Originally posted on NEWSBYTES.PH
MANILA, PHILIPPINES | The National Privacy Commission (NPC) bared it is conducting a privacy compliance check on the Bank of Philippine Islands (BPI) after the recent incident that caused the bank’s electronic channels to be temporarily suspended.
The compliance check will evaluate the existing governance, organizational, physical, and technical measures in place and seek to address any gaps especially in the bank’s breach management protocol, with the view of preventing or mitigating similar incidents in the future.

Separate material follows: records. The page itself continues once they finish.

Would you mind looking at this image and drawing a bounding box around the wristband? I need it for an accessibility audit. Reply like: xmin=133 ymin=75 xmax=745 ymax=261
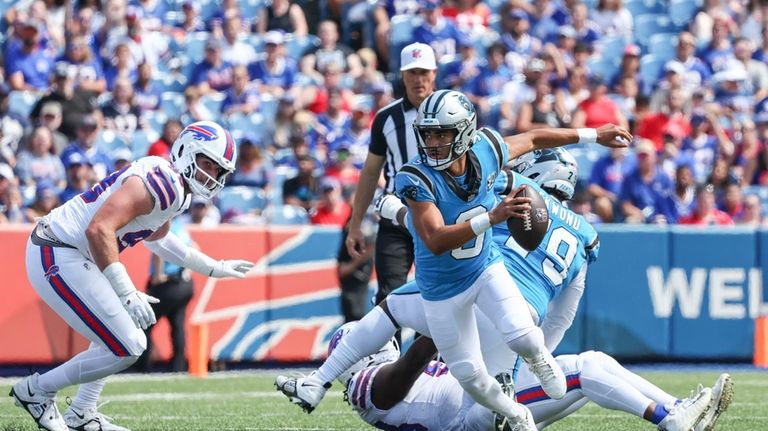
xmin=577 ymin=128 xmax=597 ymax=144
xmin=469 ymin=212 xmax=492 ymax=236
xmin=103 ymin=262 xmax=136 ymax=297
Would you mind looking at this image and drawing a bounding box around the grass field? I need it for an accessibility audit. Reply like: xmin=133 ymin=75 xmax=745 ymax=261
xmin=0 ymin=368 xmax=765 ymax=431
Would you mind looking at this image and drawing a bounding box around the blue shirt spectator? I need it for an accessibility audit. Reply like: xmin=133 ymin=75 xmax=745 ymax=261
xmin=59 ymin=151 xmax=93 ymax=203
xmin=589 ymin=149 xmax=637 ymax=197
xmin=248 ymin=57 xmax=298 ymax=91
xmin=5 ymin=21 xmax=55 ymax=91
xmin=191 ymin=39 xmax=233 ymax=92
xmin=413 ymin=1 xmax=467 ymax=62
xmin=620 ymin=141 xmax=677 ymax=223
xmin=221 ymin=66 xmax=260 ymax=117
xmin=60 ymin=115 xmax=114 ymax=180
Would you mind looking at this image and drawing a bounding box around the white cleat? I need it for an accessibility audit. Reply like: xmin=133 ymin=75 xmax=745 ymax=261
xmin=524 ymin=351 xmax=567 ymax=400
xmin=694 ymin=373 xmax=733 ymax=431
xmin=63 ymin=405 xmax=130 ymax=431
xmin=502 ymin=405 xmax=538 ymax=431
xmin=274 ymin=372 xmax=331 ymax=414
xmin=658 ymin=386 xmax=712 ymax=431
xmin=8 ymin=373 xmax=68 ymax=431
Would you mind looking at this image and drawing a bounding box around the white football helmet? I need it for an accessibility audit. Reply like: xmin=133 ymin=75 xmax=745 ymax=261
xmin=413 ymin=89 xmax=477 ymax=170
xmin=171 ymin=121 xmax=237 ymax=200
xmin=327 ymin=322 xmax=400 ymax=386
xmin=510 ymin=148 xmax=578 ymax=201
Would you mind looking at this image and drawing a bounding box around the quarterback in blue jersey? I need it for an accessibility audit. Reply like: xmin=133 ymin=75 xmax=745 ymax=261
xmin=391 ymin=89 xmax=631 ymax=429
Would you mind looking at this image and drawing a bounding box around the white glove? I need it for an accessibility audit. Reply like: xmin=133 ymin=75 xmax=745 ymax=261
xmin=120 ymin=291 xmax=160 ymax=330
xmin=103 ymin=262 xmax=160 ymax=330
xmin=209 ymin=259 xmax=254 ymax=278
xmin=374 ymin=194 xmax=405 ymax=223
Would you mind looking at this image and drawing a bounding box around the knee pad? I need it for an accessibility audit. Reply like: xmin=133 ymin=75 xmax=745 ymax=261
xmin=452 ymin=361 xmax=493 ymax=396
xmin=122 ymin=328 xmax=147 ymax=357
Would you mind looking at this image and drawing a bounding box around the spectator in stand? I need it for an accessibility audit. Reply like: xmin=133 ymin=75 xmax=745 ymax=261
xmin=571 ymin=2 xmax=600 ymax=50
xmin=700 ymin=12 xmax=735 ymax=73
xmin=60 ymin=114 xmax=113 ymax=179
xmin=222 ymin=16 xmax=258 ymax=67
xmin=147 ymin=119 xmax=183 ymax=160
xmin=326 ymin=146 xmax=361 ymax=189
xmin=650 ymin=61 xmax=693 ymax=113
xmin=104 ymin=42 xmax=138 ymax=92
xmin=104 ymin=6 xmax=169 ymax=68
xmin=707 ymin=158 xmax=737 ymax=200
xmin=551 ymin=25 xmax=577 ymax=70
xmin=133 ymin=62 xmax=162 ymax=112
xmin=328 ymin=98 xmax=372 ymax=168
xmin=466 ymin=42 xmax=515 ymax=120
xmin=736 ymin=194 xmax=765 ymax=225
xmin=58 ymin=151 xmax=93 ymax=204
xmin=570 ymin=189 xmax=603 ymax=224
xmin=23 ymin=180 xmax=59 ymax=222
xmin=102 ymin=78 xmax=144 ymax=141
xmin=673 ymin=32 xmax=711 ymax=91
xmin=517 ymin=77 xmax=563 ymax=132
xmin=316 ymin=89 xmax=352 ymax=140
xmin=249 ymin=31 xmax=298 ymax=99
xmin=755 ymin=25 xmax=768 ymax=64
xmin=657 ymin=122 xmax=695 ymax=180
xmin=720 ymin=181 xmax=744 ymax=220
xmin=31 ymin=62 xmax=98 ymax=140
xmin=178 ymin=195 xmax=222 ymax=227
xmin=266 ymin=95 xmax=299 ymax=151
xmin=609 ymin=44 xmax=645 ymax=96
xmin=0 ymin=163 xmax=23 ymax=223
xmin=336 ymin=211 xmax=375 ymax=322
xmin=499 ymin=58 xmax=543 ymax=133
xmin=556 ymin=66 xmax=589 ymax=122
xmin=36 ymin=102 xmax=68 ymax=154
xmin=413 ymin=0 xmax=467 ymax=63
xmin=526 ymin=0 xmax=564 ymax=42
xmin=311 ymin=176 xmax=351 ymax=226
xmin=283 ymin=154 xmax=319 ymax=212
xmin=612 ymin=76 xmax=640 ymax=123
xmin=620 ymin=139 xmax=677 ymax=224
xmin=682 ymin=112 xmax=734 ymax=183
xmin=5 ymin=19 xmax=55 ymax=91
xmin=588 ymin=147 xmax=636 ymax=222
xmin=302 ymin=20 xmax=361 ymax=81
xmin=352 ymin=49 xmax=387 ymax=96
xmin=371 ymin=81 xmax=394 ymax=114
xmin=173 ymin=1 xmax=205 ymax=37
xmin=15 ymin=126 xmax=66 ymax=188
xmin=672 ymin=164 xmax=696 ymax=221
xmin=228 ymin=136 xmax=274 ymax=193
xmin=57 ymin=35 xmax=105 ymax=95
xmin=305 ymin=63 xmax=355 ymax=115
xmin=733 ymin=37 xmax=768 ymax=103
xmin=572 ymin=74 xmax=629 ymax=130
xmin=191 ymin=38 xmax=234 ymax=94
xmin=499 ymin=9 xmax=542 ymax=69
xmin=256 ymin=0 xmax=308 ymax=36
xmin=134 ymin=0 xmax=168 ymax=32
xmin=591 ymin=0 xmax=632 ymax=38
xmin=446 ymin=0 xmax=492 ymax=39
xmin=221 ymin=66 xmax=260 ymax=118
xmin=205 ymin=0 xmax=241 ymax=35
xmin=679 ymin=184 xmax=734 ymax=225
xmin=740 ymin=119 xmax=762 ymax=185
xmin=637 ymin=88 xmax=690 ymax=151
xmin=111 ymin=147 xmax=133 ymax=171
xmin=440 ymin=36 xmax=482 ymax=90
xmin=181 ymin=86 xmax=215 ymax=124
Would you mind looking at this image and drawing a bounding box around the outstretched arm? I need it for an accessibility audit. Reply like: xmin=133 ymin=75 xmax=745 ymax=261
xmin=144 ymin=231 xmax=254 ymax=278
xmin=370 ymin=336 xmax=438 ymax=410
xmin=505 ymin=124 xmax=632 ymax=161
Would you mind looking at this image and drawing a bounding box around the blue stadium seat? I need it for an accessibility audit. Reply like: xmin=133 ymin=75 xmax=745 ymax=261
xmin=669 ymin=0 xmax=701 ymax=28
xmin=153 ymin=72 xmax=188 ymax=93
xmin=648 ymin=33 xmax=678 ymax=61
xmin=600 ymin=36 xmax=631 ymax=65
xmin=160 ymin=92 xmax=186 ymax=119
xmin=587 ymin=59 xmax=620 ymax=83
xmin=625 ymin=0 xmax=666 ymax=16
xmin=285 ymin=35 xmax=321 ymax=61
xmin=639 ymin=54 xmax=666 ymax=86
xmin=388 ymin=15 xmax=418 ymax=71
xmin=239 ymin=0 xmax=267 ymax=17
xmin=8 ymin=91 xmax=41 ymax=118
xmin=226 ymin=112 xmax=263 ymax=140
xmin=218 ymin=186 xmax=269 ymax=216
xmin=265 ymin=204 xmax=310 ymax=225
xmin=145 ymin=111 xmax=169 ymax=135
xmin=95 ymin=130 xmax=129 ymax=153
xmin=259 ymin=95 xmax=279 ymax=125
xmin=198 ymin=0 xmax=221 ymax=21
xmin=569 ymin=144 xmax=609 ymax=180
xmin=201 ymin=93 xmax=225 ymax=120
xmin=185 ymin=32 xmax=210 ymax=64
xmin=131 ymin=129 xmax=159 ymax=158
xmin=634 ymin=15 xmax=677 ymax=48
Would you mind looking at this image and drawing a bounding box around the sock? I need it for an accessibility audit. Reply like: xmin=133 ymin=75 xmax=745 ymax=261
xmin=596 ymin=351 xmax=678 ymax=407
xmin=37 ymin=343 xmax=137 ymax=393
xmin=650 ymin=403 xmax=671 ymax=424
xmin=506 ymin=327 xmax=546 ymax=359
xmin=315 ymin=306 xmax=397 ymax=385
xmin=70 ymin=378 xmax=107 ymax=412
xmin=579 ymin=351 xmax=651 ymax=417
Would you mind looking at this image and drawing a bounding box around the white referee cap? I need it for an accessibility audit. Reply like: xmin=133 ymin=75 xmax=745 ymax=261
xmin=400 ymin=42 xmax=437 ymax=71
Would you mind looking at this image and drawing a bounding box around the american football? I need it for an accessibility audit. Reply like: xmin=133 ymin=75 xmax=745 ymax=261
xmin=507 ymin=185 xmax=549 ymax=251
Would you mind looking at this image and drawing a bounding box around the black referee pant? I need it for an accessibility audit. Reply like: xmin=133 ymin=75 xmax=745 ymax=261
xmin=374 ymin=219 xmax=414 ymax=304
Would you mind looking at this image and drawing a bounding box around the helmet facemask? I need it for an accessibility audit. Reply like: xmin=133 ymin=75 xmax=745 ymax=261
xmin=414 ymin=90 xmax=477 ymax=171
xmin=171 ymin=121 xmax=237 ymax=200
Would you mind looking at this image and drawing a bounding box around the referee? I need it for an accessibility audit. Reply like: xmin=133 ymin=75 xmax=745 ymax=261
xmin=346 ymin=42 xmax=437 ymax=304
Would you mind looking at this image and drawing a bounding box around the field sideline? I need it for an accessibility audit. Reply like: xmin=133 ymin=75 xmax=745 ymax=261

Under Republic Act No. 10173, otherwise known as the Data Privacy Act of 2012 (Data Privacy Act), the NPC is mandated to ensure compliance of institutions with its provisions, which includes data breach notification, management and mitigation.

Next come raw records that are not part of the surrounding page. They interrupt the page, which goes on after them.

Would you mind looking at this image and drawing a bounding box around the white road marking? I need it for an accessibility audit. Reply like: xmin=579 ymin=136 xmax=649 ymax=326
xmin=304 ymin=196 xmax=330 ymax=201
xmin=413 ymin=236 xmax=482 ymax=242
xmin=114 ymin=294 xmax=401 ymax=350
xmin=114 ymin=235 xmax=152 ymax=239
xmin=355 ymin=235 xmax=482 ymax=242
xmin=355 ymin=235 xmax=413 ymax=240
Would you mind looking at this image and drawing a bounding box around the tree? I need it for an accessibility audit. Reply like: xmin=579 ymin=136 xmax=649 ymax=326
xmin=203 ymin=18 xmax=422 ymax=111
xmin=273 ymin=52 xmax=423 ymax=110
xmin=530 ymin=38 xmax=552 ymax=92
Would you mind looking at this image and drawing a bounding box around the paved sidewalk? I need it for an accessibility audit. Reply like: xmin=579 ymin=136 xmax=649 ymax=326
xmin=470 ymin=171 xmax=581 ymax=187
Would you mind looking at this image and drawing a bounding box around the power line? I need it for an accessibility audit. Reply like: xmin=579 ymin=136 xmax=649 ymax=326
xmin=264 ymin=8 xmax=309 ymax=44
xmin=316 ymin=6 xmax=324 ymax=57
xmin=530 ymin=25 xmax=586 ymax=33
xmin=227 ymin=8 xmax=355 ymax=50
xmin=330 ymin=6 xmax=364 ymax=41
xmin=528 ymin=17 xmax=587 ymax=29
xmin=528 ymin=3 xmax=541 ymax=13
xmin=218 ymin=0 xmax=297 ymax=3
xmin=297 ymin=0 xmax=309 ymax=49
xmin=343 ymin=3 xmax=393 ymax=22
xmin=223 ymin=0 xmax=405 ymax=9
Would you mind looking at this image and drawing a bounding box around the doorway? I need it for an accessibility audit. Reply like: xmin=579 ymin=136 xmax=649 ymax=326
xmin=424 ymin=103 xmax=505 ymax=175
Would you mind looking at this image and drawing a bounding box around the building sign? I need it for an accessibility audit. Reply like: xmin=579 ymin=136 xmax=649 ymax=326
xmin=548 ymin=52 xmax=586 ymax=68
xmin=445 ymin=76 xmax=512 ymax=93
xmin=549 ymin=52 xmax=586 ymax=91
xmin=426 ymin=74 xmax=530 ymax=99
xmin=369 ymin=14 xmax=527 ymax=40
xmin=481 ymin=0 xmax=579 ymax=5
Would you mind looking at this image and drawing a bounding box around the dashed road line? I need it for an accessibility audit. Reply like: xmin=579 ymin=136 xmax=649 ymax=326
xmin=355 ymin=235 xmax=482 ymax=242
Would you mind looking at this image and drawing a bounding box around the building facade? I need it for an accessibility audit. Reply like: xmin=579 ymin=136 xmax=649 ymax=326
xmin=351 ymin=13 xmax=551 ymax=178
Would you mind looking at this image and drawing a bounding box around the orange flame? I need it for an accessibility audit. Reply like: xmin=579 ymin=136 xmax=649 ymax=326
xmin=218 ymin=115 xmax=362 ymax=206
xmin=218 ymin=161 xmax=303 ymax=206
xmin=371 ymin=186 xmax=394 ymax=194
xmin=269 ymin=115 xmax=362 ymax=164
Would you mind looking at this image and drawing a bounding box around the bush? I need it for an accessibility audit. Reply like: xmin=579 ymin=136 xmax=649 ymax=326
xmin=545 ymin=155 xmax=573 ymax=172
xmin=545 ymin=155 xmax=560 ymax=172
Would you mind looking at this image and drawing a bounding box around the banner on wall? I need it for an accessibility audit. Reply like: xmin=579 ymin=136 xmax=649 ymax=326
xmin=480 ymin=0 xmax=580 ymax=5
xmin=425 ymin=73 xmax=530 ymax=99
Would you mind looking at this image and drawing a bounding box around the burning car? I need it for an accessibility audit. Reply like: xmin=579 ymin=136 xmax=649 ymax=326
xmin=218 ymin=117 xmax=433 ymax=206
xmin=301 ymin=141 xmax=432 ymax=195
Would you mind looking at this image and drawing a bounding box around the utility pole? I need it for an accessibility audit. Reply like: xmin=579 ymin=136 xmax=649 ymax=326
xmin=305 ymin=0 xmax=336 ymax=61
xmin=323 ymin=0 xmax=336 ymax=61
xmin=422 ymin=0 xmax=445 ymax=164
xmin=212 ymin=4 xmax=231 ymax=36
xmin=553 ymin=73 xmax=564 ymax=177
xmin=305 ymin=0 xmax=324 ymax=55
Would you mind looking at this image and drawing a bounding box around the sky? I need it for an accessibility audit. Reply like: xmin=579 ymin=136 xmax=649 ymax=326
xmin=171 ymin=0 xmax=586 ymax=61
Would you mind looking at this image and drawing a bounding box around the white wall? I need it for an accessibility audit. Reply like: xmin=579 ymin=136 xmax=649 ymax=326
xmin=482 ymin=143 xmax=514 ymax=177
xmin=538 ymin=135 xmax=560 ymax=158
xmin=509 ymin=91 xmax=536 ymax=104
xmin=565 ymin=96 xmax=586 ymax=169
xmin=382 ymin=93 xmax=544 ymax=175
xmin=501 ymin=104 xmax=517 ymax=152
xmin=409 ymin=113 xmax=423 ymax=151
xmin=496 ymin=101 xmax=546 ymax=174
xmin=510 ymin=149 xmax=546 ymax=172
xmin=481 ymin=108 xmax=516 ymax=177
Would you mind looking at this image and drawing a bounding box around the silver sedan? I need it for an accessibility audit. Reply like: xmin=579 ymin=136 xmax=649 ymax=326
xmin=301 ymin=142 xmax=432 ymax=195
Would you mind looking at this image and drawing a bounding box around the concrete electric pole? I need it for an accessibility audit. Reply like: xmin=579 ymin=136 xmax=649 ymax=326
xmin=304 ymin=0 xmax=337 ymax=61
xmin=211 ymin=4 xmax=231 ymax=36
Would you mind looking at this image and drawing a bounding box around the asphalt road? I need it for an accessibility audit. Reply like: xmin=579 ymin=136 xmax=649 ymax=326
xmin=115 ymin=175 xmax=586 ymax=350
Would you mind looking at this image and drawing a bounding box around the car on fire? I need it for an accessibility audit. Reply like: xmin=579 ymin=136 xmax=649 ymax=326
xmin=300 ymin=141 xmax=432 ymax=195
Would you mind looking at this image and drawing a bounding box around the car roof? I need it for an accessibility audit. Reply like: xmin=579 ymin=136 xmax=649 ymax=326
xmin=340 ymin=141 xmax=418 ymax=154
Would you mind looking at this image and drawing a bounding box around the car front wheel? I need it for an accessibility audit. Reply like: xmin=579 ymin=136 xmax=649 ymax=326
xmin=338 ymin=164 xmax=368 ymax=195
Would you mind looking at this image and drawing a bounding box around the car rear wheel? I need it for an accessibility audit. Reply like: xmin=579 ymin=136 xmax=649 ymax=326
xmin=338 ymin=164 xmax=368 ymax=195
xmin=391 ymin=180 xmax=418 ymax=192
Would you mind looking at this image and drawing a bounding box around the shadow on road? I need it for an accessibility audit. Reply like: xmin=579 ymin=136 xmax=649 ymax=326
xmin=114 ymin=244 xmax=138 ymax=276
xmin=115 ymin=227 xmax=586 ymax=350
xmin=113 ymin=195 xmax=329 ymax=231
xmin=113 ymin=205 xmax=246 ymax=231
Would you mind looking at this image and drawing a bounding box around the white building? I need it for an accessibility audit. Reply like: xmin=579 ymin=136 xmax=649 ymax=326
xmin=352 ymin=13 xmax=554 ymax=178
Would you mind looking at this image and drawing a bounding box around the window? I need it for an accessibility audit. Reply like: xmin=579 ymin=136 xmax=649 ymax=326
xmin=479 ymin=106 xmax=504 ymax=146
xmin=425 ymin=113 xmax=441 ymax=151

The NPC has been in contact with the bank since June 7, the first day news about the incident spread on social media. The agency said the high-profile nature of the incident and the potential harm to thousands of data subjects prompted it to immediately coordinate with the bank and its data protection officer to work towards containing the breach and lessening the impact of the incident.

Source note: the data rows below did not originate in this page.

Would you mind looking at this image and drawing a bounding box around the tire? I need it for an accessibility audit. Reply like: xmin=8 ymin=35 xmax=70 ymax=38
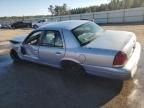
xmin=61 ymin=61 xmax=85 ymax=75
xmin=10 ymin=49 xmax=22 ymax=62
xmin=33 ymin=25 xmax=38 ymax=29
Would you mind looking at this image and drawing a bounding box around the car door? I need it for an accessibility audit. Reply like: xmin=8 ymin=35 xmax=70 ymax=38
xmin=39 ymin=30 xmax=65 ymax=67
xmin=21 ymin=31 xmax=43 ymax=61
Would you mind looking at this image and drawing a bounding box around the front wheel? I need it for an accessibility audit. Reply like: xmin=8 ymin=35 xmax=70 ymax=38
xmin=10 ymin=49 xmax=22 ymax=62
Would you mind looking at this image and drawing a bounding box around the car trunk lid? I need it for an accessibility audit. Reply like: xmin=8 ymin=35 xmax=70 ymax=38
xmin=84 ymin=30 xmax=136 ymax=67
xmin=84 ymin=30 xmax=136 ymax=54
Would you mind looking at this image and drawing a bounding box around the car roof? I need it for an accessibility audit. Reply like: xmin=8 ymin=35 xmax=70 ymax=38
xmin=38 ymin=20 xmax=90 ymax=30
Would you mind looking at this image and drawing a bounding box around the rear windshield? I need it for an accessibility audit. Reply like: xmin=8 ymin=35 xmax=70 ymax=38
xmin=72 ymin=22 xmax=104 ymax=46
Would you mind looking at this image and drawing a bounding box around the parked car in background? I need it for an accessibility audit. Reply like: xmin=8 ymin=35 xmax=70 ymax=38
xmin=0 ymin=24 xmax=1 ymax=29
xmin=1 ymin=24 xmax=11 ymax=29
xmin=11 ymin=21 xmax=32 ymax=29
xmin=32 ymin=19 xmax=48 ymax=29
xmin=9 ymin=20 xmax=141 ymax=80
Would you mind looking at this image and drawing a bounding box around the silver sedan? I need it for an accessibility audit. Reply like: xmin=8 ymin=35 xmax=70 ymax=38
xmin=9 ymin=20 xmax=141 ymax=80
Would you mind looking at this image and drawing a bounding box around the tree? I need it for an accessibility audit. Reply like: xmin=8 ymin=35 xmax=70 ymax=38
xmin=53 ymin=4 xmax=68 ymax=16
xmin=63 ymin=3 xmax=67 ymax=14
xmin=48 ymin=5 xmax=55 ymax=16
xmin=48 ymin=0 xmax=144 ymax=16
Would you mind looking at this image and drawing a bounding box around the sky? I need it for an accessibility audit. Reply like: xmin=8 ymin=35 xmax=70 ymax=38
xmin=0 ymin=0 xmax=109 ymax=17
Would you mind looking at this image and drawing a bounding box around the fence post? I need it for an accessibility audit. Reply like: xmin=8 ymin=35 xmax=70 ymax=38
xmin=50 ymin=17 xmax=53 ymax=21
xmin=143 ymin=7 xmax=144 ymax=23
xmin=93 ymin=13 xmax=95 ymax=21
xmin=107 ymin=12 xmax=109 ymax=24
xmin=143 ymin=14 xmax=144 ymax=23
xmin=69 ymin=15 xmax=71 ymax=20
xmin=123 ymin=9 xmax=125 ymax=23
xmin=80 ymin=14 xmax=82 ymax=20
xmin=59 ymin=16 xmax=61 ymax=21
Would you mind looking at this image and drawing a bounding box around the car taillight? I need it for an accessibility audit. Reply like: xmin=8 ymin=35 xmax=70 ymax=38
xmin=113 ymin=51 xmax=127 ymax=66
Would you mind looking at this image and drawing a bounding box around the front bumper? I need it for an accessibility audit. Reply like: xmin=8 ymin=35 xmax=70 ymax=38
xmin=84 ymin=42 xmax=141 ymax=80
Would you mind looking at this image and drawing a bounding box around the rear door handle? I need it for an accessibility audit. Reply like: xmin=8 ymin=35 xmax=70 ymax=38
xmin=56 ymin=52 xmax=62 ymax=55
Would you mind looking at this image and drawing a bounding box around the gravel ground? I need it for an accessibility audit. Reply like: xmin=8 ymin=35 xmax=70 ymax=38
xmin=0 ymin=24 xmax=144 ymax=108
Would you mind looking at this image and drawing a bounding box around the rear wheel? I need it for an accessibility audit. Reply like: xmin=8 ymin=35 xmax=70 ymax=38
xmin=10 ymin=49 xmax=22 ymax=62
xmin=61 ymin=61 xmax=86 ymax=75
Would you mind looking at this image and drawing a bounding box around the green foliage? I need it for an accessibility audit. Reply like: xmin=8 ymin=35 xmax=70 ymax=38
xmin=49 ymin=3 xmax=68 ymax=16
xmin=48 ymin=5 xmax=55 ymax=16
xmin=0 ymin=0 xmax=144 ymax=20
xmin=50 ymin=0 xmax=144 ymax=15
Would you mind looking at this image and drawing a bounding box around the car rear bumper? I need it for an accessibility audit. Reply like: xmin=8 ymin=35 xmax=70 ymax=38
xmin=83 ymin=42 xmax=141 ymax=80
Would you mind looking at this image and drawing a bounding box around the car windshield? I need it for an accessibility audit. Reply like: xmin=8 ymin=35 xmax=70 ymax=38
xmin=72 ymin=22 xmax=104 ymax=46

According to NPC commissioner Raymund Liboro; “We appreciate BPI’s efforts to establish communication with the Commission throughout this episode to assuage our concern for the privacy of their depositor’s personal data..
“We believe the BPI management fully understands this, because of our shared goal of ensuring the protection of the privacy rights and interests of their clients” he added.
The privacy agency said the BPI incident involved a breach in security affecting the availability and integrity of information that relates to individuals, considered a personal data breach under NPC’s memorandum circular on personal data breach management.
“First, the BPI incident impacted information which is considered personal under the Data Privacy Act. This includes the processing of data, which is capable of uniquely identifying data subjects, such as the account information of BPI and BPI Family Bank customers contained in BPI’s systems,” Liboro said.
“Second, the nature of the incident impacted both the availability and integrity of personal information considering that the incident resulted in the posting of erroneous account information and the prevention of its access to account holders. Under the law, impacts to availability and integrity of personal information may constitute a breach where loss and/or alteration to personal information occurs, whether accidentally or unlawfully,” he explained.
The National Privacy Commission recently held a general assembly of Data Privacy Officers (DPO) in the banking industry. The event, called DPO2, was conducted in cooperation with banking regulator the Banko Sentral ng Pilipinas (BSP) and the Bankers Association of the Philippines (BAP).
Next to the government, the NPC said the banking and finance sector’s Personal Information Controllers (PICs) are involved in high-risk processing, because of the nature of the data they process and the potential impact of breaches to economic security.